Overall, the macrophages infected with the PAO1 sodB mutants were characterized by higher O2- levels and lower H₂O₂ levels, with respect to the cells infected with the WT bacteria, This supported the concept that P. aeruginosa SODB converts the phagocytic O2- to H₂O₂.

It has been well established that macrophages can kill engulfed bacteria using different mechanisms that can be activated sequentially, starting with the oxidative burst, which in turn activates other mechanisms, including autophagy (Huang et al., 2009; Lam et al., 2010). Thus, to evaluate the possible role of the bacterial SODB in microbicidal mechanisms other than the oxidative burst, we analyzed P. aeruginosa survival at later time points after infection. After infection and treatment with antibiotics, the RAW264.7 macrophages were incubated in bacteria-free medium for 1 h and 3 h, and the live intracellular bacteria were counted using the CFU assay (Figures 5A–C). As previously observed, at the end of the infection (t₀), more viable PAO1 sodB were recovered from the infected macrophages than the PAO1 WT (Figures 5A,B, time 0). However, the CFU recovered from the infected macrophages at 1 h and 3 h from the infection were similar, independent of the bacterial strains (Figures 5A,B). Similar data were obtained in the HMDMs (Figures 5D,E). Consequently, the long-term survival of PAO1 WT appeared to be greater than that of PAO1 sodB in both of these macrophage models (Figures 5C,F). This was also described by the slopes of the killing curves, which represent the rates of bacterial killing, and which were higher for PAO1 sodB, with respect to PAO1 WT (Supplementary Table S2).

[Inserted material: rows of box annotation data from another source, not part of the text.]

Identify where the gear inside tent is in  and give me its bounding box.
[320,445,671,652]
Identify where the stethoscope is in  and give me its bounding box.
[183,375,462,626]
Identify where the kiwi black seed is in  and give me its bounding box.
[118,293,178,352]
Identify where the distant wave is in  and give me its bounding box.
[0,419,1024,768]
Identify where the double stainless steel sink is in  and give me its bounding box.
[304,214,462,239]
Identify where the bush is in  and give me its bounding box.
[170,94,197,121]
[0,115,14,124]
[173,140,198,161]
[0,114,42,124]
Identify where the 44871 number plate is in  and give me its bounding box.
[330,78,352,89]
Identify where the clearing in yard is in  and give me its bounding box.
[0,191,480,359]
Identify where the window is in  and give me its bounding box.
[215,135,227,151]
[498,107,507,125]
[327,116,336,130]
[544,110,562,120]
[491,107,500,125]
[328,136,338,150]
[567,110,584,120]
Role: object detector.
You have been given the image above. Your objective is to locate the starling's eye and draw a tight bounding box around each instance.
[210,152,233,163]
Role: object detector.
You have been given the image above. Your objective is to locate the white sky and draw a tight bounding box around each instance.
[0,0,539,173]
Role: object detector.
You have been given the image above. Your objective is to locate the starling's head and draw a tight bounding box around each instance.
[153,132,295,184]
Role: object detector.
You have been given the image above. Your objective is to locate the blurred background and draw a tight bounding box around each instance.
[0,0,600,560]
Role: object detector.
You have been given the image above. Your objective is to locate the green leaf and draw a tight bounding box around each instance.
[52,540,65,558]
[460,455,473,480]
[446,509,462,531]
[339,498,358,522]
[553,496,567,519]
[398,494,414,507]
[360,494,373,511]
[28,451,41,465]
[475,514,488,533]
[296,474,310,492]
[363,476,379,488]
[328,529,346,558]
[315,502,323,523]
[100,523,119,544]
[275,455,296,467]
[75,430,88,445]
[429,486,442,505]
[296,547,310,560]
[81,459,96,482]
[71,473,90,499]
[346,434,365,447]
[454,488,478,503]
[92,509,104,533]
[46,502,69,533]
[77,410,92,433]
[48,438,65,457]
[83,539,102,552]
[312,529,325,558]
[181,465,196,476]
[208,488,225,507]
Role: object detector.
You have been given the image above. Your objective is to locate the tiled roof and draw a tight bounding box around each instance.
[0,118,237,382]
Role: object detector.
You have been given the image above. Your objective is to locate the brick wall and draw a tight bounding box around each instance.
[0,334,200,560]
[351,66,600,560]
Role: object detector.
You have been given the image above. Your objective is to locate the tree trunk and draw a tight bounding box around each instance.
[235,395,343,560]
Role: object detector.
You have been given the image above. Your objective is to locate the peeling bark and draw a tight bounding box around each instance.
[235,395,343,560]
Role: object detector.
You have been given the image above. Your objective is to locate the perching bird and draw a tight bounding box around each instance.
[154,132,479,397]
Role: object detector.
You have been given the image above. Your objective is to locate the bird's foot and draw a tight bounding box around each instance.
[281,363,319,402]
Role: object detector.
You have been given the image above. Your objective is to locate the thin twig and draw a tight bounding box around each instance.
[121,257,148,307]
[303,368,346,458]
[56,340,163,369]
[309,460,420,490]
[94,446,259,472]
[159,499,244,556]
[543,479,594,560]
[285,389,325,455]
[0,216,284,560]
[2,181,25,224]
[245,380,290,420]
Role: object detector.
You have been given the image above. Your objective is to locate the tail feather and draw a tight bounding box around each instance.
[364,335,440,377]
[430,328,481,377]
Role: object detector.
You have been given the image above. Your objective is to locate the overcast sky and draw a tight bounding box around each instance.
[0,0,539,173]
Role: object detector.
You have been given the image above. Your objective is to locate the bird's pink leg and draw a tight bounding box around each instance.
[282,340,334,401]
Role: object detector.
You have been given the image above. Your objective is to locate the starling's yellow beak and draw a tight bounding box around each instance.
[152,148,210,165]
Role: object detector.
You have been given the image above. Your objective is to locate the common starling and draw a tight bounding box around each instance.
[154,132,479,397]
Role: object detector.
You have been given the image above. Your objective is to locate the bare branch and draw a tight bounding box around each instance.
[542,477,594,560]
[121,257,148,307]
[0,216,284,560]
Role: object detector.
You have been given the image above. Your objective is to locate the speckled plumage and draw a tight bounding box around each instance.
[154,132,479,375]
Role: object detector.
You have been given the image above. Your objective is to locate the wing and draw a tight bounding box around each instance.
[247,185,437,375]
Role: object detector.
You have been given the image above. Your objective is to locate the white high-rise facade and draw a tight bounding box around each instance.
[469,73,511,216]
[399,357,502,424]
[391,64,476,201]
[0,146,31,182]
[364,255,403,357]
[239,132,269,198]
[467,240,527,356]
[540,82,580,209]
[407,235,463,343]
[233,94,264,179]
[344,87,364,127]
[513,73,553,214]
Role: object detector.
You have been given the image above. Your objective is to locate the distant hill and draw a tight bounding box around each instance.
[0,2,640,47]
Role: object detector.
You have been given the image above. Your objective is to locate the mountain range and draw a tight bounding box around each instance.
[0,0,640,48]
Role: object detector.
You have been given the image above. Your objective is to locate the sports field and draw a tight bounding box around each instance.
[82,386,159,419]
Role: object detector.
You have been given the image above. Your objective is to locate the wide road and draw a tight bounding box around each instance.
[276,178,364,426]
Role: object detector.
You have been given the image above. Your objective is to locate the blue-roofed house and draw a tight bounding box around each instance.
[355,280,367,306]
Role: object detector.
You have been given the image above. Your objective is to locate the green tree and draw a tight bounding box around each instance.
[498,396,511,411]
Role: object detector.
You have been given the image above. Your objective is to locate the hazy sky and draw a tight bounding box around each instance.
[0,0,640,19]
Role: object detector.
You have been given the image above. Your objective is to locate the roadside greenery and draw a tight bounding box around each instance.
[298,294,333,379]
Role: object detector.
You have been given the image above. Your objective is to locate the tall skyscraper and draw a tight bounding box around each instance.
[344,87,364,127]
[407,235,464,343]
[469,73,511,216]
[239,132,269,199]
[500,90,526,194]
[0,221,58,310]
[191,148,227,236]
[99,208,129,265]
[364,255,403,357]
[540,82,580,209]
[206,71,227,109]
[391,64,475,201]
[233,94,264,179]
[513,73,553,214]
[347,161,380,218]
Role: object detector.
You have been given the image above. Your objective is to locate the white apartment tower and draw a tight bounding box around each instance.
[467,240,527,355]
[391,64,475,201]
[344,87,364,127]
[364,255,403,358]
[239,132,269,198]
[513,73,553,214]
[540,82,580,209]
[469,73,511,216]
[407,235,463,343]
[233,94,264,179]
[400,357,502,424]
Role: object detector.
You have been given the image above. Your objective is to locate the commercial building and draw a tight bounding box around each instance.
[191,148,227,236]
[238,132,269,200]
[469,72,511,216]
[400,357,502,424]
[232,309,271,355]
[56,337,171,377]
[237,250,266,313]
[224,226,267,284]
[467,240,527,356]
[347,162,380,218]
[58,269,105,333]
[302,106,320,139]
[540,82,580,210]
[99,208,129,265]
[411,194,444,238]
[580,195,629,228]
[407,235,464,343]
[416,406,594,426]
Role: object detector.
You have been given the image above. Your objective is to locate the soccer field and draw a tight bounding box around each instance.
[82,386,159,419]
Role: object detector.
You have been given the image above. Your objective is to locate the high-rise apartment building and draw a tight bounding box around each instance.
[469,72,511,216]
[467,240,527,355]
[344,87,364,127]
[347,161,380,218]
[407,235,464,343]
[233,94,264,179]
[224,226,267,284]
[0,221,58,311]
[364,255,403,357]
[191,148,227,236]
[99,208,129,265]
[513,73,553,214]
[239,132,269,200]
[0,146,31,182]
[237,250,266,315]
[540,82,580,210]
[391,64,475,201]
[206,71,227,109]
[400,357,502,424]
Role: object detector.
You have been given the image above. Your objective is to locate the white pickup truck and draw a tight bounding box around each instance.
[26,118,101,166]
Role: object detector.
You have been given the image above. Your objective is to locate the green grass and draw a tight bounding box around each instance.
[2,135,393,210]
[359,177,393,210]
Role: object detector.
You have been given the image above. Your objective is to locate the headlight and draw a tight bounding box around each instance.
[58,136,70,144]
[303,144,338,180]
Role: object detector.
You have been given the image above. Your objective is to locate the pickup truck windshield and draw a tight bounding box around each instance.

Collectively, these data demonstrate that the long-term survival of the PAO1 sodB mutant in both murine and human macrophages is less than for PAO1 WT, which suggests that SODB ultimately promotes bacteria survival.

It has been shown that autophagy activation by Toll-like receptor signaling or receptor-mediated phagocytosis depends on NOX2 activity and ROS production, with the latter required to recruit LC3 to phagosomes and to target intracellular Salmonella typhimurium to (auto)phagosomes (Huang et al., 2009). Additionally, autophagy activation by P. aeruginosa has been demonstrated in different cell types, including macrophages, where it contributes to restrict intracellular survival (Yuan et al., 2012; Junkins et al., 2013; Jabir et al., 2014). Having observed that P. aeruginosa SODB contributed to the long-term survival of P. aeruginosa within macrophages, we speculated that it might inhibit autophagy through reduction of the levels of intracellular O2-. To test this hypothesis, RAW264.7 cells and HMDM macrophages were infected with PAO1 WT and PAO1 sodB, and autophagy activation was monitored by analysis of changes in the levels of lipidated LC3 (LC3-II) with Western blotting (Kabeya et al., 2000). In whole-cell lysates from these non-infected macrophages, LC3-I and LC3-II were detected at similar levels in the RAW264.7 cells, while in HMDMs the intensity of the LC3-II band was slightly higher than that of LC3-I. In contrast, 1 h after infection, LC3-II increased specifically in the infected macrophages (Figures 6A,C). Accordingly, quantitative Western blotting showed higher levels of LC3-II in cells infected with the PAO1 sodB mutant, with respect to those infected with PAO1 WT (Figures 6B,D). This suggests that the SODB activity of the intracellular P. aeruginosa reduces autophagy activation, which thus provides a link between the oxidative and non-oxidative roles of SODB in modulation of P. aeruginosa survival in macrophages.